In contemporary computing, computer application programs and other code may be downloaded and installed from the Internet. When downloading from an unknown or untrusted source, it is possible that such code is intentionally malicious or otherwise capable of harming or providing unauthorized access to important data. However, because there are many situations in which computer users benefit from the ability to download code and execute code without prompting, completely preventing downloading is not a practical solution to this problem.
Some environments, such as one based on Microsoft Corporation's .NET technology, attempt to solve the problems of running unknown or untrusted code by limiting what the code has permission to do. For example, the underlying platform can require that its callers have specific permissions, and while code can request the permissions it needs for the execution, the runtime will only grant permission to code based on policy that evaluates how much the code is trusted. Such permissions include things like the ability to access files and databases, connect to the Internet, interact with the user via a user interface, call into unmanaged code, and so forth. Prompting the user when a code requests such permissions is one policy-based solution, but is not very desirable because a typical user is often not equipped to make a correct security decision when prompted.
Writing secure code for platforms that enable applications to be downloaded and installed from the Internet without prompting is an extremely difficult problem. This is because the platform itself needs to have elevated privileges to properly operate. Security flaws can exist if any part of the platform code is written such that it inadvertently exposes a internal way to run untrusted code with elevated privileges, thereby allowing the untrusted code to perform unsafe operation. By way of example, the platform code needs to be able to call unmanaged code for operating system services, such as to render text on a window, while untrusted code is not allowed to do so, but if the platform code is inadvertently written such that the untrusted code can call unmanaged code via a call to a internal method of the platform code, a security flaw exists.

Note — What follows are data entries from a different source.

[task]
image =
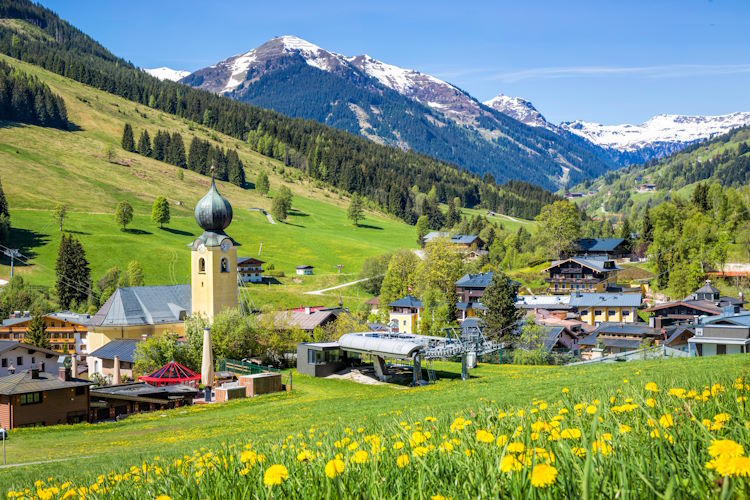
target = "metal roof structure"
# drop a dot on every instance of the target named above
(598, 244)
(145, 305)
(589, 299)
(170, 374)
(23, 383)
(9, 345)
(481, 280)
(595, 264)
(407, 301)
(378, 345)
(124, 349)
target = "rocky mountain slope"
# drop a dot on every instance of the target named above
(401, 107)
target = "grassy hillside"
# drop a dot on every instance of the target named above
(41, 167)
(718, 160)
(326, 416)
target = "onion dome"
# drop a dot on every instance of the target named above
(213, 213)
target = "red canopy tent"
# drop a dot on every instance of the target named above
(170, 374)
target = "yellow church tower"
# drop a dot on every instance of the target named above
(213, 257)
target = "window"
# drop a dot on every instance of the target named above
(31, 398)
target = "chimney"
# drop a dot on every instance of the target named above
(63, 373)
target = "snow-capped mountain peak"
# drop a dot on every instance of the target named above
(520, 109)
(165, 73)
(660, 129)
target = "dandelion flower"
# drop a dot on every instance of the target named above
(543, 475)
(334, 468)
(509, 463)
(484, 436)
(274, 475)
(725, 448)
(360, 457)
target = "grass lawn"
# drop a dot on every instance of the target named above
(42, 167)
(319, 411)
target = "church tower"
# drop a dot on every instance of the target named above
(213, 257)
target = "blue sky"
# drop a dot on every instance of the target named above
(606, 61)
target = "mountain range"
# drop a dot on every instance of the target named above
(413, 110)
(401, 107)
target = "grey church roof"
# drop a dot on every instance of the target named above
(124, 349)
(145, 305)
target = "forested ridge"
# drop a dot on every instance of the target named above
(388, 176)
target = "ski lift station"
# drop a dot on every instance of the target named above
(321, 359)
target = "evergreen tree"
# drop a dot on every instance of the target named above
(4, 217)
(128, 142)
(647, 227)
(124, 214)
(282, 203)
(59, 214)
(144, 144)
(160, 211)
(235, 169)
(499, 298)
(73, 275)
(423, 227)
(262, 184)
(356, 211)
(36, 334)
(176, 151)
(135, 274)
(161, 145)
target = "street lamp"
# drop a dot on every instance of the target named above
(3, 436)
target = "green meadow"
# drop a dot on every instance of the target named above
(319, 411)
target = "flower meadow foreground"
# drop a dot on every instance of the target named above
(638, 442)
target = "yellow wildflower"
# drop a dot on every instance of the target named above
(275, 475)
(334, 468)
(543, 475)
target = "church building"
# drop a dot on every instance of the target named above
(146, 311)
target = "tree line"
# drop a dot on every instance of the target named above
(383, 174)
(201, 158)
(25, 99)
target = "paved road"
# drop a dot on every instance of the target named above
(343, 285)
(263, 211)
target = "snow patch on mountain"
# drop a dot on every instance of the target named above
(518, 108)
(165, 73)
(661, 129)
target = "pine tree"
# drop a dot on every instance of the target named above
(135, 274)
(128, 143)
(262, 184)
(235, 170)
(499, 298)
(144, 144)
(176, 151)
(73, 274)
(4, 218)
(356, 210)
(36, 334)
(123, 214)
(160, 212)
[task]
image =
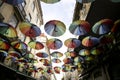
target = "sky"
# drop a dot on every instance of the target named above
(62, 11)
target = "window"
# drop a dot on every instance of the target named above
(13, 21)
(33, 5)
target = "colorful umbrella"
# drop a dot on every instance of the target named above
(29, 29)
(13, 2)
(35, 45)
(29, 56)
(55, 60)
(14, 53)
(84, 52)
(55, 28)
(57, 69)
(54, 43)
(85, 1)
(80, 27)
(4, 45)
(42, 54)
(78, 59)
(50, 1)
(90, 41)
(72, 43)
(96, 51)
(67, 60)
(107, 38)
(56, 54)
(20, 45)
(102, 27)
(7, 30)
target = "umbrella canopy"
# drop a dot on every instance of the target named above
(20, 45)
(84, 52)
(14, 53)
(29, 29)
(107, 38)
(42, 54)
(54, 43)
(36, 45)
(72, 43)
(78, 59)
(85, 1)
(13, 2)
(80, 27)
(90, 41)
(70, 54)
(57, 69)
(50, 1)
(56, 54)
(102, 27)
(55, 60)
(55, 28)
(67, 60)
(96, 51)
(7, 30)
(4, 45)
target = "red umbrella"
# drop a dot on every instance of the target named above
(42, 54)
(55, 60)
(80, 27)
(72, 43)
(29, 29)
(56, 54)
(35, 45)
(90, 41)
(102, 27)
(57, 69)
(54, 43)
(4, 45)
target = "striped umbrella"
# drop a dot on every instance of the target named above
(55, 28)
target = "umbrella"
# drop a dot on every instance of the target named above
(56, 54)
(55, 28)
(54, 43)
(4, 45)
(72, 43)
(78, 59)
(7, 30)
(42, 54)
(29, 56)
(102, 27)
(96, 51)
(107, 38)
(55, 60)
(36, 45)
(67, 60)
(57, 69)
(85, 1)
(13, 2)
(84, 52)
(20, 45)
(80, 27)
(50, 1)
(70, 54)
(29, 29)
(14, 53)
(90, 41)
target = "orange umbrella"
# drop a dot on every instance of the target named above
(54, 43)
(35, 45)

One solution that increases the likelihood that platform code that is securely written is to allow the developer to mark (e.g., using metadata) any part of the platform code that requires elevated permissions to run, or controls whether elevated permissions can be run, that is, the metadata indicates that the platform code is “critical” code that performs an unsecure operation. Security teams and static code analysis tools (e.g., FxCop is one such code analysis tool that checks .NET managed code assemblies) then recognize the metadata, whereby platform features can be developed so that the likelihood of platform code running with elevated privileges being exposed to untrusted code is dramatically reduced.
However, while highly valuable, the marking of such code and data as critical results in a complex code-review process that burdens a security team with many critical methods that need to be code reviewed. What is needed is a safe way to reduce the number of methods that need to be reviewed for criticality, as less-complex reviewing increases the likelihood that any security problems in the platform code will be found.